Charged Scalar Self-Mass during Inflation
E. O. Kahya, R. P. Woodard
TL;DR
This paper computes the one-loop self-mass $M^2(x;x')$ for a charged massless, minimally coupled scalar in a locally de Sitter background using two gauges: a noninvariant Feynman-type gauge and the de Sitter invariant Allen–Jacobson gauge. It presents a complete renormalization, detailing contributions from 4-point and two 3-point interactions, and shows that in the simple gauge the renormalized $M^2(x;x')$ contains local and nonlocal pieces that describe how inflationary particle production alters the scalar’s effective dynamics. The conformally coupled scalar serves as a consistency check, yielding a manifestly de Sitter invariant result in both gauges, confirming that the noninvariant gauge does not introduce physical de Sitter breaking at one loop. The Allen–Jacobson gauge, while de Sitter invariant, produces additional finite terms and gauge-dependent off-shell differences, prompting discussions about potential anti-sources at antipodal points to restore invariance and highlighting implications for stochastic formulations of SQED during inflation.
Abstract
We compute the one loop self-mass of a charged massless, minimally coupled scalar in a locally de Sitter background geometry. The computation is done in two different gauges: the noninvariant generalization of Feynman gauge which gives the simplest expression for the photon propagator and the de Sitter invariant gauge of Allen and Jacobson. In each case dimensional regularization is employed and fully renormalized results are obtained.
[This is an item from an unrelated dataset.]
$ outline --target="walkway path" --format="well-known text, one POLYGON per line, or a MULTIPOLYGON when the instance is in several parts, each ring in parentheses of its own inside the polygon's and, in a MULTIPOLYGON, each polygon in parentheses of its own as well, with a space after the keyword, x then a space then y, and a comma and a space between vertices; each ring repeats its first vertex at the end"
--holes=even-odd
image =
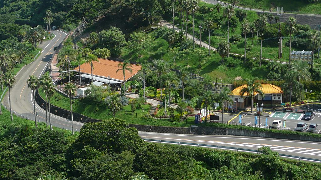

By using our result in the linearized, effective field equations one can infer how the scalar responds to the dielectric medium produced by inflationary particle production. We also work out the result for a conformally coupled scalar. Although the conformally coupled case is of no great physical interest the fact that we obtain a manifestly de Sitter invariant form for its self-mass-squared establishes that our noninvariant gauge introduces no physical breaking of de Sitter invariance at one loop order.